Einde inhoudsopgave
Wet wettelijke aansprakelijkheid exploitanten nucleaire schepen
Artikel 9
Geldend
Geldend vanaf 17-02-1999
- Bronpublicatie:
28-01-1999, Stb. 1999, 30 (uitgifte: 01-01-1999, kamerstukken: 25836)
- Inwerkingtreding
17-02-1999
- Bronpublicatie inwerkingtreding:
04-02-1999, Stb. 1999, 40 (uitgifte: 01-01-1999, kamerstukken/regelingnummer: -)
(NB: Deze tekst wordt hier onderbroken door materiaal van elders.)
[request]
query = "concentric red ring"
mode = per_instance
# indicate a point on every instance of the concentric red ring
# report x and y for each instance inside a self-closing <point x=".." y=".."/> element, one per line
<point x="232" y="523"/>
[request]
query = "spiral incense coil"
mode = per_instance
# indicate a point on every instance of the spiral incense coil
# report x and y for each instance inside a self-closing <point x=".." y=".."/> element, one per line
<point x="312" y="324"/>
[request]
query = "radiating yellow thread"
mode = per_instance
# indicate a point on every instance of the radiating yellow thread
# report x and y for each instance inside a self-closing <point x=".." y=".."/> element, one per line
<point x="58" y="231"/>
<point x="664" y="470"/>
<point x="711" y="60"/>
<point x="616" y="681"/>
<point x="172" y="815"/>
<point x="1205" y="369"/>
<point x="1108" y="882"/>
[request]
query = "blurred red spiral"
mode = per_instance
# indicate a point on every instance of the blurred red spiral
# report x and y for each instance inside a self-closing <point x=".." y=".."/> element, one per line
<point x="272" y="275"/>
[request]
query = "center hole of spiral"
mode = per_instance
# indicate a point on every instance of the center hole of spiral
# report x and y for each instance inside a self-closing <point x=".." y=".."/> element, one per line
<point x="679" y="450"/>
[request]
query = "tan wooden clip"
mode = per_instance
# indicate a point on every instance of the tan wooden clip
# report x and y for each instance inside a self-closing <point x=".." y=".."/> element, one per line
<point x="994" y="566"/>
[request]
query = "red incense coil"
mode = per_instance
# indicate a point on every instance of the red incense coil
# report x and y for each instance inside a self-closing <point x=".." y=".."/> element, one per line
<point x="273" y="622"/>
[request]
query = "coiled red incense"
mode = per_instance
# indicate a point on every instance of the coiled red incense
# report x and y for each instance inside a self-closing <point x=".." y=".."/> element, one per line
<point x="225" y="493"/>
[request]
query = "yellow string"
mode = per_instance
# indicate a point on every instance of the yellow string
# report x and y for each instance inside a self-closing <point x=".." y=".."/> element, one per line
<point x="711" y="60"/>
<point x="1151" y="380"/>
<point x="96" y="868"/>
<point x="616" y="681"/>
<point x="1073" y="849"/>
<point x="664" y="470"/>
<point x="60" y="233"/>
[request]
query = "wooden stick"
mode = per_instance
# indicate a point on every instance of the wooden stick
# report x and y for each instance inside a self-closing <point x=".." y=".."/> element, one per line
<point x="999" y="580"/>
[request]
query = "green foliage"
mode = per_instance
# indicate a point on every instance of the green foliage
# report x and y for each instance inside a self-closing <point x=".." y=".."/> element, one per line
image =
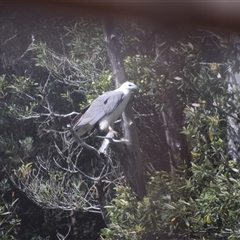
<point x="8" y="217"/>
<point x="206" y="205"/>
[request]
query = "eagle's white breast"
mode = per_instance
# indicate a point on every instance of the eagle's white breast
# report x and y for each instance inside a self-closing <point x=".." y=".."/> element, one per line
<point x="109" y="119"/>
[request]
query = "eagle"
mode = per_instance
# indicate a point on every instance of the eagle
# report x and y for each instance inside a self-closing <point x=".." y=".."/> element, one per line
<point x="104" y="110"/>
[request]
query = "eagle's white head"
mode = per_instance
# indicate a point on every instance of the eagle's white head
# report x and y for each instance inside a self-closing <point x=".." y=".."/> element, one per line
<point x="128" y="86"/>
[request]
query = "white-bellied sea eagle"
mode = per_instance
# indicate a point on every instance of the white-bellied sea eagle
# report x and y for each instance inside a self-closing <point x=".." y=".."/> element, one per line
<point x="104" y="110"/>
- Overige regelgevende instantie(s)
Ministerie van Verkeer en Waterstaat
Ministerie van Justitie
Ministerie van Buitenlandse Zaken
Ministerie van Economische Zaken
Ministerie van Defensie
- Vakgebied(en)
Openbare orde en veiligheid / Bijzondere onderwerpen
Energierecht (V)
1.
Het recht op schadevergoeding krachtens deze wet vervalt, indien niet binnen tien jaar te rekenen van de datum van het kernongeval een rechtsvordering is ingesteld of het recht op schadevergoeding is erkend.
2.
Ingeval kernschade is veroorzaakt door splijtstoffen of door radio-actieve produkten of afvalstoffen, die waren gestolen, verloren, geworpen of verlaten, wordt de in het eerste lid genoemde vervaltermijn gerekend van de datum, waarop het kernongeval, dat de kernschade heeft veroorzaakt, plaatsvond, doch deze termijn zal in geen geval langer zijn dan twintig jaar, te rekenen van de datum van de diefstal, het verlies, de werping of het verlaten.
3.
Onverminderd de vervaltermijn, gesteld in het eerste of tweede lid, verjaart een rechtsvordering tot vergoeding van schade krachtens deze wet door verloop van drie jaar na de dag, waarop de betrokkene of, indien hij een wettelijke vertegenwoordiger heeft, deze laatste kennis draagt of redelijkerwijs geacht kan worden kennis te dragen van de schade en van de aansprakelijke exploitant.